Nicole H. war verzweifelt. Seit Tagen schlief sie kaum, Medikamente halfen nicht. Sie konnte sich nicht vorstellen, je wieder zu unterrichten. Die Primarlehrerin aus dem Berner Oberland litt an schweren Depressionen und war seit zweieinhalb Jahren krankgeschrieben. Sie freute sich, dass ihr die Invalidenversicherung (IV) eine anderthalbjährige Umschulung zur «Genesungsbegleiterin» bewilligte. Jetzt begleitet sie Menschen mit psychischen Krisen.

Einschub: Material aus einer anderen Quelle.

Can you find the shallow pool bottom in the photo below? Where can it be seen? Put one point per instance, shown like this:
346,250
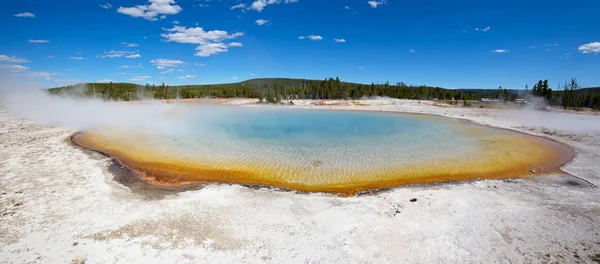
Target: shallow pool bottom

Die IV finanzierte im Jahr 2017 fast 41 000 Verunfallten oder chronisch Kranken eine Eingliederungsmassnahme – etwa eine Erstausbildung oder ein Job-Coaching. Sie gab dafür 1,7 Milliarden Franken aus. Der Haken: Die IV weiss nicht, ob die Geförderten nachher effektiv auf dem Arbeitsmarkt integriert sind.

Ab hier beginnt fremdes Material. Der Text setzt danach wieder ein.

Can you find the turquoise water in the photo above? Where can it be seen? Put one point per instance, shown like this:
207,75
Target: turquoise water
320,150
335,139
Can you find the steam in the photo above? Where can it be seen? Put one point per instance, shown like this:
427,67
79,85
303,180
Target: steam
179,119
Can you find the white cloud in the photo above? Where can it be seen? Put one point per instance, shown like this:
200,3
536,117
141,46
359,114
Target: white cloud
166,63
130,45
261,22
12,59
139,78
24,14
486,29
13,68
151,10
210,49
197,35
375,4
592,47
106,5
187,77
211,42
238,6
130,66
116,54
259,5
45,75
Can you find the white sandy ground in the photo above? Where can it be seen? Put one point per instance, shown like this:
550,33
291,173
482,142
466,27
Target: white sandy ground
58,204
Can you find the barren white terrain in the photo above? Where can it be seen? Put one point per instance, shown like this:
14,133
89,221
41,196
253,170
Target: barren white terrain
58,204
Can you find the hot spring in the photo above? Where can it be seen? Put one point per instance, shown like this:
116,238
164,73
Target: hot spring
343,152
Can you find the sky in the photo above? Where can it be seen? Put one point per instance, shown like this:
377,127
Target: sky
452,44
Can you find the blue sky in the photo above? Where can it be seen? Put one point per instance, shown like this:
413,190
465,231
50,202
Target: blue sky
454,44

Psychisch Erkrankte profitieren wenig
Eine Studie im Auftrag der IV bringt nun etwas Licht ins Dunkel. Forscher um den Eingliederungsexperten Niklas Baer von der Psychiatrie Baselland befragten 921 Betroffene. Je rund ein Drittel der Befragten leidet an einer Muskel- oder Skeletterkrankung, hat psychische Beschwerden oder beides.
80 Prozent gingen laut der Studie «optimistisch» in die Massnahme, aber nur jedem Dritten brachte sie «Erfolg». Das heisst: Sie verdienten danach mindestens 1000 Franken im Monat und bezogen weder Arbeitslosengelder noch eine IV-Rente. Die Forscher hatten ursprünglich einen Monatslohn von 3000 Franken als Massstab für den Erfolg definiert. So viel verdienten aber nur wenige.

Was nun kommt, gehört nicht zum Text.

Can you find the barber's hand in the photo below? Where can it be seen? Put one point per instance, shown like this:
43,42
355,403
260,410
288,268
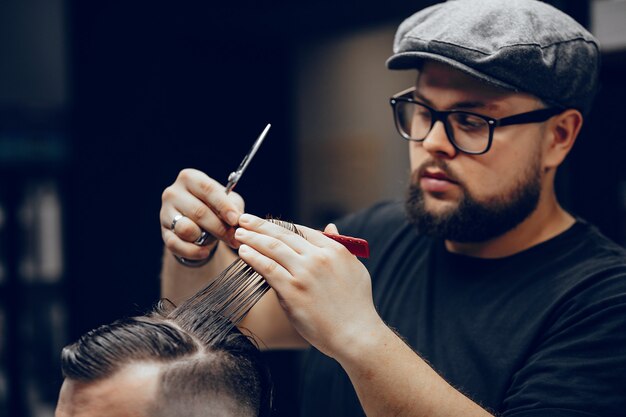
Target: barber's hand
324,289
205,206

Von der IV-Massnahme profitierte fast jeder zweite Teilnehmer mit körperlichen Handicaps, aber nur jeder Vierte mit einer psychischen Erkrankung. Der Eingliederungserfolg ist laut Studie umso wahrscheinlicher, je geringer behindert ein Teilnehmer ist. Laut der Studie waren aber die meisten Teilnehmer stark behindert. 60 Prozent der befragten Teilnehmer fühlten sich durch ihre IV-Berater «kompetent» und engagiert beraten.
30 Prozent fühlen sich «unter Druck gesetzt»
Nicole H. lobt ihren Job-Coach: «Er hörte gut zu und wusste, was ich konnte und brauchte.» Ein 61-jähriger Innerschweizer, bei dem die IV frühzeitig intervenierte, fühlte sich von seinem Berater «stets ernst genommen». Auch eine 26-jährige Taggeld-Bezügerin aus Basel erlebt ihren IV-Berater als «verständnisvoll und interessiert». Andererseits überfordern die Massnahmen viele: 30 Prozent der Befragten berichten, dass sie ihnen nicht nur nichts genützt, sondern gesundheitlich geschadet hätten. 30 Prozent sahen sich «unter Druck gesetzt».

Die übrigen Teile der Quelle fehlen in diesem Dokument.